3+1 boyut içindeki tüm fiziksel yapılı canlılar, kendi oluşturdukları "gerçeklik" tanımını, çevresel uyaranlar üzerinden kurgular. Sinir sistemlerinin çevresel uyaranları yorumlamasına gerçeklik demek zorundadırlar. Çünkü bu boyuttaki fiziksel beden sahibi varlıkların gerçeklikle doğrudan etkileşimleri bulunmaz. (sınav gereği) Her biyolojik yapının belli bir algılama düzeyi bulunmaktadır. Bu sınırlar içindeki uyaranları algılayabilirler. Bu düzeyin dışındaki uyaranlara "kör" dürler. (Buna rağmen hakkında fikirleri olmayan fenomenler için yoktur diyebilecek haldedirler) Diğer yandan tüm biyolojik varlıklar, algılayabildikleri uyaranların, aslında oldukları skalanın sadece belli bir miktarını yorumlayabilirler. (ışık tayfının çok çok ufak bir kısmını örneğin)
Elde edilen uyaran yorumu, beyin tarafından yaklaşık olarak 6 katı hale gelmiş - manipüle edilmiş - yorumlanmış şekilde algıya dönüşür. Bunun yanında her bedenli birey, kendi algı yorumunun gerçekliğini değerlendirecek referanslardan mahrumdur.
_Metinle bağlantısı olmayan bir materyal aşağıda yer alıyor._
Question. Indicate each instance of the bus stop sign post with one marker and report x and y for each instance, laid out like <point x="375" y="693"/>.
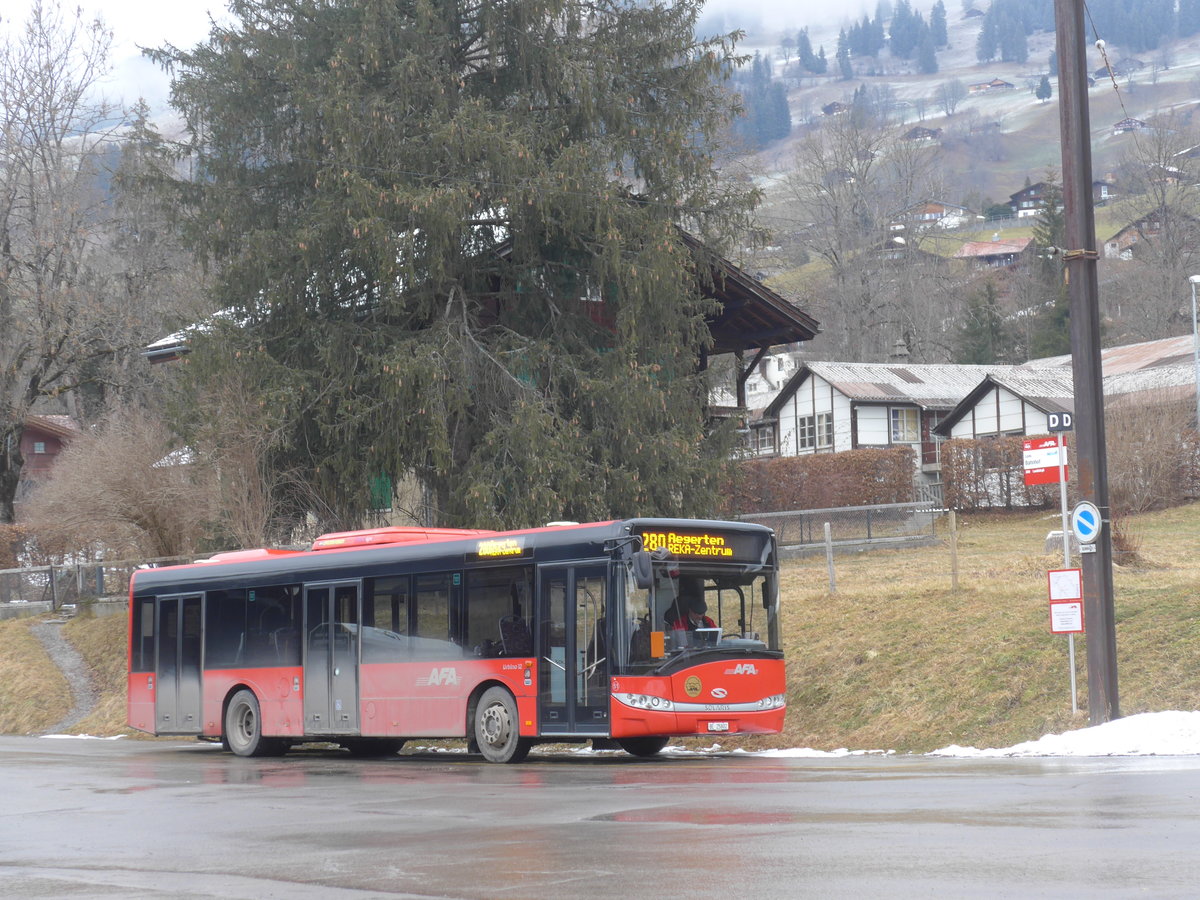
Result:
<point x="1059" y="424"/>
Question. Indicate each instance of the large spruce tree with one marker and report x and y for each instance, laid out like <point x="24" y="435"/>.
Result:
<point x="449" y="240"/>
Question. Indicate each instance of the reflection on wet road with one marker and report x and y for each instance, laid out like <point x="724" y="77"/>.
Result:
<point x="93" y="819"/>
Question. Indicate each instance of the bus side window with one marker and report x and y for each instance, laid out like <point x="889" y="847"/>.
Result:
<point x="225" y="629"/>
<point x="492" y="595"/>
<point x="143" y="636"/>
<point x="387" y="604"/>
<point x="432" y="597"/>
<point x="273" y="628"/>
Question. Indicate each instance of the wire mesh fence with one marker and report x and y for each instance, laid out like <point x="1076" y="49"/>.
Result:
<point x="61" y="585"/>
<point x="892" y="525"/>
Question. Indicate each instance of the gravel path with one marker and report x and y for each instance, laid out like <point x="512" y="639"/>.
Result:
<point x="66" y="658"/>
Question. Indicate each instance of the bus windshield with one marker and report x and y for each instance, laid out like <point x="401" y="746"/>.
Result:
<point x="695" y="609"/>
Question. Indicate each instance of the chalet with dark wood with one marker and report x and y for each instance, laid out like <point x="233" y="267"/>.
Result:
<point x="996" y="253"/>
<point x="1029" y="201"/>
<point x="751" y="318"/>
<point x="45" y="437"/>
<point x="994" y="85"/>
<point x="921" y="132"/>
<point x="1129" y="125"/>
<point x="1163" y="221"/>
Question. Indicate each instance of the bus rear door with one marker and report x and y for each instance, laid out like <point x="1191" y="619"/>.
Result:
<point x="178" y="665"/>
<point x="331" y="658"/>
<point x="573" y="659"/>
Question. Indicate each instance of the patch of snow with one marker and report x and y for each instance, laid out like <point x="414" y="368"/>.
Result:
<point x="1174" y="733"/>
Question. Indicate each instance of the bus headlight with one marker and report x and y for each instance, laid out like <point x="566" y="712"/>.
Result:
<point x="645" y="701"/>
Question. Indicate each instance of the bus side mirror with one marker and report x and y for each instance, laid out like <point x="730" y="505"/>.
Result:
<point x="643" y="570"/>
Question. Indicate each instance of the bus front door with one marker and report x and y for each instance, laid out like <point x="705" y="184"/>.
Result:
<point x="331" y="659"/>
<point x="573" y="658"/>
<point x="177" y="709"/>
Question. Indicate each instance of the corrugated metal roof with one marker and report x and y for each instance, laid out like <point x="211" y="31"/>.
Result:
<point x="991" y="249"/>
<point x="931" y="387"/>
<point x="1051" y="390"/>
<point x="1133" y="357"/>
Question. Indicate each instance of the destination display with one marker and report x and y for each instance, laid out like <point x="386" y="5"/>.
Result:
<point x="705" y="545"/>
<point x="499" y="547"/>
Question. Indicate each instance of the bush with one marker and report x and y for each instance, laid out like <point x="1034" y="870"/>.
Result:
<point x="853" y="478"/>
<point x="989" y="473"/>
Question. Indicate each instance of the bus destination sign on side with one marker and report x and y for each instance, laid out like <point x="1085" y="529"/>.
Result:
<point x="688" y="544"/>
<point x="499" y="547"/>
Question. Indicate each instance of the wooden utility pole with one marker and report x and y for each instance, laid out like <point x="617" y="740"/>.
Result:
<point x="1083" y="291"/>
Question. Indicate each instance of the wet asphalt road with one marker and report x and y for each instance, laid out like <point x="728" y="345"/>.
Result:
<point x="93" y="819"/>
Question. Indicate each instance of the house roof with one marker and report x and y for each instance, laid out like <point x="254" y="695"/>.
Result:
<point x="1133" y="357"/>
<point x="60" y="426"/>
<point x="979" y="250"/>
<point x="1161" y="367"/>
<point x="1049" y="389"/>
<point x="753" y="316"/>
<point x="929" y="387"/>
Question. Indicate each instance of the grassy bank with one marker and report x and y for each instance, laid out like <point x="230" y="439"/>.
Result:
<point x="893" y="659"/>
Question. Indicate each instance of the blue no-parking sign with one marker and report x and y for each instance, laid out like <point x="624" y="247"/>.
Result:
<point x="1085" y="521"/>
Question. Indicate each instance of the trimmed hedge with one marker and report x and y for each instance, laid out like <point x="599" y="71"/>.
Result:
<point x="852" y="478"/>
<point x="989" y="473"/>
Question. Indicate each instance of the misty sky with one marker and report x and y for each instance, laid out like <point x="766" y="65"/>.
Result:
<point x="153" y="23"/>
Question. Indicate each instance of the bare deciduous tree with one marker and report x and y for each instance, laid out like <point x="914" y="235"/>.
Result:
<point x="53" y="317"/>
<point x="853" y="181"/>
<point x="127" y="489"/>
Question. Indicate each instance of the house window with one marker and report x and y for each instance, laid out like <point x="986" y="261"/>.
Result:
<point x="825" y="431"/>
<point x="762" y="438"/>
<point x="805" y="433"/>
<point x="905" y="426"/>
<point x="815" y="432"/>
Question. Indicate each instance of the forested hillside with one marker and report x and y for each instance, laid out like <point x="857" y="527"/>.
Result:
<point x="879" y="130"/>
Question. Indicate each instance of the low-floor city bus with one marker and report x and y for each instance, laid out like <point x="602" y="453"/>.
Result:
<point x="370" y="639"/>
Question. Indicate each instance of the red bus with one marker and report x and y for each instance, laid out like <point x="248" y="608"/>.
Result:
<point x="507" y="639"/>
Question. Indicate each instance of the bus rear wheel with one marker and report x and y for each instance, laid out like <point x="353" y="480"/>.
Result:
<point x="642" y="747"/>
<point x="497" y="727"/>
<point x="244" y="729"/>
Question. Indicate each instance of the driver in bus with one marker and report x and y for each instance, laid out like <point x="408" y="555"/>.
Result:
<point x="690" y="607"/>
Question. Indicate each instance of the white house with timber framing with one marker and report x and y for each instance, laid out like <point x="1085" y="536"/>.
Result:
<point x="829" y="407"/>
<point x="1019" y="401"/>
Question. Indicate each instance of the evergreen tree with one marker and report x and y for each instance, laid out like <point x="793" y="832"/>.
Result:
<point x="449" y="234"/>
<point x="804" y="52"/>
<point x="937" y="28"/>
<point x="845" y="70"/>
<point x="1188" y="19"/>
<point x="927" y="59"/>
<point x="985" y="42"/>
<point x="1051" y="329"/>
<point x="983" y="339"/>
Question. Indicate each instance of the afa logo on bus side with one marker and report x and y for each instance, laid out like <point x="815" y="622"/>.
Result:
<point x="439" y="676"/>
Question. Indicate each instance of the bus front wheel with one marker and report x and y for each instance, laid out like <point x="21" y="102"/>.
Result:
<point x="244" y="727"/>
<point x="642" y="747"/>
<point x="497" y="727"/>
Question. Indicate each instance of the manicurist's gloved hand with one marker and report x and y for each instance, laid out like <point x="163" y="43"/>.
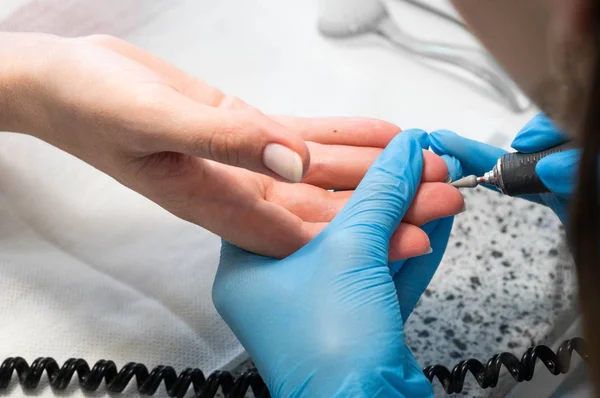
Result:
<point x="557" y="171"/>
<point x="326" y="321"/>
<point x="204" y="156"/>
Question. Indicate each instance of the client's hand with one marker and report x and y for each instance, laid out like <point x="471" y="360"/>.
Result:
<point x="557" y="171"/>
<point x="327" y="321"/>
<point x="177" y="140"/>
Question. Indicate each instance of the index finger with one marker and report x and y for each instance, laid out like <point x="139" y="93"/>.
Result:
<point x="351" y="131"/>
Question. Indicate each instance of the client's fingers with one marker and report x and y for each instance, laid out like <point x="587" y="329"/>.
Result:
<point x="342" y="167"/>
<point x="353" y="131"/>
<point x="406" y="242"/>
<point x="433" y="200"/>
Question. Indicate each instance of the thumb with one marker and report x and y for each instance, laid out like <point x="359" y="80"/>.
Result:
<point x="475" y="157"/>
<point x="558" y="172"/>
<point x="241" y="137"/>
<point x="386" y="192"/>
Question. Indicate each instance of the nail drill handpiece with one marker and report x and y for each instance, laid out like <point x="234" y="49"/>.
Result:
<point x="514" y="173"/>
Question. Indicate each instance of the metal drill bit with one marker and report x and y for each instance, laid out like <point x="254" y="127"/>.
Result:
<point x="468" y="182"/>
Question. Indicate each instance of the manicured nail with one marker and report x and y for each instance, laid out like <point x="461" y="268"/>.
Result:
<point x="283" y="161"/>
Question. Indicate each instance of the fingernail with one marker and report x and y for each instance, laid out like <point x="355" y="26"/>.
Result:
<point x="283" y="161"/>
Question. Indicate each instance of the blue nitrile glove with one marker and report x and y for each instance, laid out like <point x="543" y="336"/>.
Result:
<point x="326" y="321"/>
<point x="557" y="171"/>
<point x="412" y="276"/>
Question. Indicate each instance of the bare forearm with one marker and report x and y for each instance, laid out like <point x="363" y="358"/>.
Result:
<point x="22" y="60"/>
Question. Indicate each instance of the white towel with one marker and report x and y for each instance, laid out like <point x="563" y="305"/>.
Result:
<point x="90" y="269"/>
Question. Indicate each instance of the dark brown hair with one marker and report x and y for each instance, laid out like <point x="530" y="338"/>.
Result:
<point x="585" y="218"/>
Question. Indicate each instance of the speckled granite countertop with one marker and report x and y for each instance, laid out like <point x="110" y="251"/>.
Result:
<point x="506" y="283"/>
Bunun yanında, fiziksel beden sahibi olmak (gerçekle yalıtılmışlık hali), bilincin kendi gerçekliğinden de yalıtılmış olmak anlamına gelir. Yani bilinç, sahip olduğu beden ve algılarının gerçekliğini denetleyecek hiçbir onay mekanizmasına sahip değildir. Kendi gerçekliğini değerlendirecek referanslardan mahrumdur.
Fiziksel evren - dünya kurgusu, tekamül açısından önemli bir sahadır, burada bilinçler kısa bir süre hakikatten ve gerçeklikten uzaklaştırılır, kendilerini - tepkilerini-tekamül aşamalarını araçlar vasıtasıyla deneyimlemeleri sağlanır. (olaylar - kişiler - etki tepkiler üzerinden kendini anlama çabası) Gerçekliğe erişimi bulunan varlıklar için özgür irade söz konusu olamayacağı için (sisteme dahil olmuş bilinç), temel tekamül yolculuklarından biri bedensel etkilere maruz kalmadır.